ABSTRAKSI: Kata Kunci : ABSTRACT: Currently the management of oil palm plantations are still having difficulty in getting information about the state of palm trees. The information obtained is still manually check directly. Besides palm oil plantations are also often used as collateral to secure loans by the owners and the lenders can not get definitive information about the condition of the oil palm plantation.

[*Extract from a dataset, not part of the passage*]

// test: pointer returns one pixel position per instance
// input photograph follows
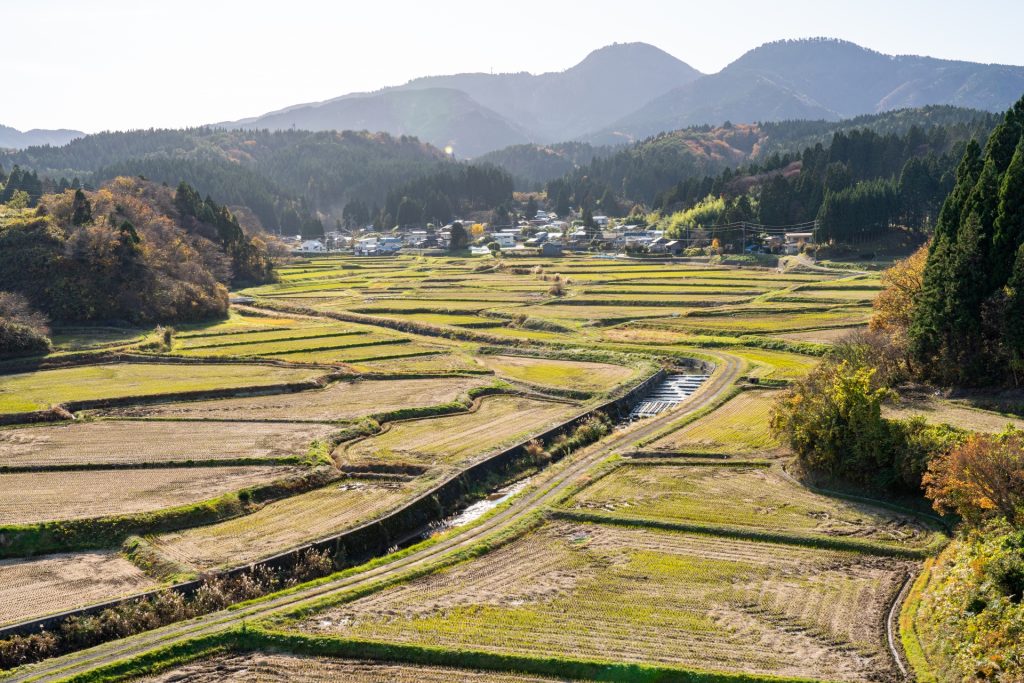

The design of the detection system of oil palm plantation-based method that uses digital image processing such as contrast enhancement, median filter, edge detection Canny, Bw open area, opening and closing. Labelling as feature extraction techniques contained in the image of palm oil plantations. Having obtained the characteristics of the image is then classed image using BackPropagation Neural Networks
System simulation is done with the help of tools (software) Matlab 2009. Samples are detected is the image of oil palm plantations in one district in Riau Province Kuantan Singingi district was taken using Google Earth and then processed with digital image processing to obtain information from the condition of the oil palm plantation. The output of this system in the form of information about the whereabouts and condition of oil palm plantations.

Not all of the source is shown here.